Romain Deconinck bestempelde 'zijn Minaar' ooit als 'de tempel van mijn leven'. Bijna vijftig jaar bracht hij er door om er in 1990, noodgedwongen en bittergestemd, afscheid van te nemen. Meer dan het door Van Quaquebeke beloofde



borstbeeld, baarde Burgemeester Gilbert Temmerman toen opzien: op die afscheidsviering in 1990 reveleerde Temmerman de anecdote over Edward Anseele en de hymne Mijn Pa die is Facteur. Voorts prees Temmerman Deconinck's zin voor commentaar op de politieke actualiteit. Een voorbeeld: wanneer halfweg de jaren vijftig het gemeentebestuur het gebruik van de vuilnisbak verplicht maakt, schrijft Deconinck prompt het succesvolle Hedde uwen Nieuwen Vuilbak al? (twee hernemingen).

Dinsdag 13 december.

Met Gilbert Temmerman verdwijnt een notoir socialist van het politieke voortoneel. Temmerman maakte zichzelf onsterfelijk met de invoering van nieuwe vuilniszakken, de in de volksmond zogeheten Gilbeerkes. Niettegenstaande ruimde Temmerman op de kop van de SP-lijst plaats voor kandidaat-burgemeester Frank Beke. In de strijd om de burgemeesterssjerp haalde de SP het nipt van de VLD met een paar tientallen stemmen op overschot. Daarvoor is ene Walter De Buck verantwoordelijk. Op een zogezegd onverkiesbare plaats rijfde hij een respectabel aantal voorstemmen binnen, katapulteerde zichzelf toch in de gemeenteraad en warempel Beke in de burgemeesterszetel. Voor deze bewezen diensten mag De Buck tot in de eenentwintigste eeuw op het kabinet de nieuwe, socialistische, Schepen van Cultuur van advies dienen.

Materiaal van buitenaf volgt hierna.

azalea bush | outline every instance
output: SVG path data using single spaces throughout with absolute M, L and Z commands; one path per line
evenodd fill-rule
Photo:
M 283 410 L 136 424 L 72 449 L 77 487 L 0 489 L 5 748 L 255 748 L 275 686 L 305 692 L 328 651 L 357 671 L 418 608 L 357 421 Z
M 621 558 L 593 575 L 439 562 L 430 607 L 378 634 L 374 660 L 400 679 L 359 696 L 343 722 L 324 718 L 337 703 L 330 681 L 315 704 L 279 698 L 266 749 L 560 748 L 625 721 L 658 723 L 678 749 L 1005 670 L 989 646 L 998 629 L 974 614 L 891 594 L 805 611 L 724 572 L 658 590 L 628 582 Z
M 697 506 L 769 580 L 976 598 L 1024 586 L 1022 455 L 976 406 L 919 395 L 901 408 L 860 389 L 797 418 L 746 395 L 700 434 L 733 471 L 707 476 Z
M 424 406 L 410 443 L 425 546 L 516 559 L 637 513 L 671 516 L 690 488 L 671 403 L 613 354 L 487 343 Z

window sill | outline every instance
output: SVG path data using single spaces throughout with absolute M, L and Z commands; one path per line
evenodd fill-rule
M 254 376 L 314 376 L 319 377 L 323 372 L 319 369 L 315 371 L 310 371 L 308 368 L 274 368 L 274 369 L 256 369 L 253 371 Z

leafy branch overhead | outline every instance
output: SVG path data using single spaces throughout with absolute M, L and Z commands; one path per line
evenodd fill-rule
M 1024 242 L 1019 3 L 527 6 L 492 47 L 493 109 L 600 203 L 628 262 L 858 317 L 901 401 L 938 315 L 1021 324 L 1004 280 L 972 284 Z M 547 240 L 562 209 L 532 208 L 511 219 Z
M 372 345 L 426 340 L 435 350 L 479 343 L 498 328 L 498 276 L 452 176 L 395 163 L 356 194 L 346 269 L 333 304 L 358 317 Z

Op het vorige cultuurkabinet, dat van de hogervernoemde, libererale Van Qua-quebeke, maakte John Dierickx de dienst uit. Hij is nu de nieuwe directeur van de Minard. In die functie dokterde hij voor de Minard een nieuwe constructie uit, daarin bijgestaan door Stefaan De Ruyck van de Blauwe Maandag Compagnie en Erik Temmerman van Kunstencentrum Vooruit. De gereputeerde geslepenheid van de laatste zal goed van pas komen: hij wordt er vandaag voor gelauwerd als non-profit manager van het jaar. Een waardevol beeldhouwwerk — het kleinood zou 250.000,- waard zijn — valt hem ten deel: het heeft verdacht veel weg van een abstracte uitvoering van een postbode.

Zaterdag 7 januari.

Ik begeef me neerwaarts, door de Walpoortstraat, naar een première van Het Muziek Lod in De Minard. Guy Cassiers regisseert er De Zeven Hoofdzonden. Bij het begin van een jarenlange samenwerking stelde Cassiers me voor om de naam van het gezelschap Stekelbees te wijzigen in Facteur Cheval. Ik beging toen de historische fout niet op zijn voorstel in te gaan. Uit wat voorafgaat, blijkt dat het ons gezelschap meteen tot onderwerp zou gemaakt hebben van een theater-analytisch discours.

Zondag 8 januari.

De vraag van Etcetera — 'Of ik iets kan schrijven over Romain Deconinck?' — blijft mijn hersenen pijnigen.

Hoogmoed, bijvoorbeeld, is een van de zeven hoofdzonden. Als zovelen van mijn theatergeneratie heb ik nooit een voet in de Minard van Deconinck gezet. Shame on me.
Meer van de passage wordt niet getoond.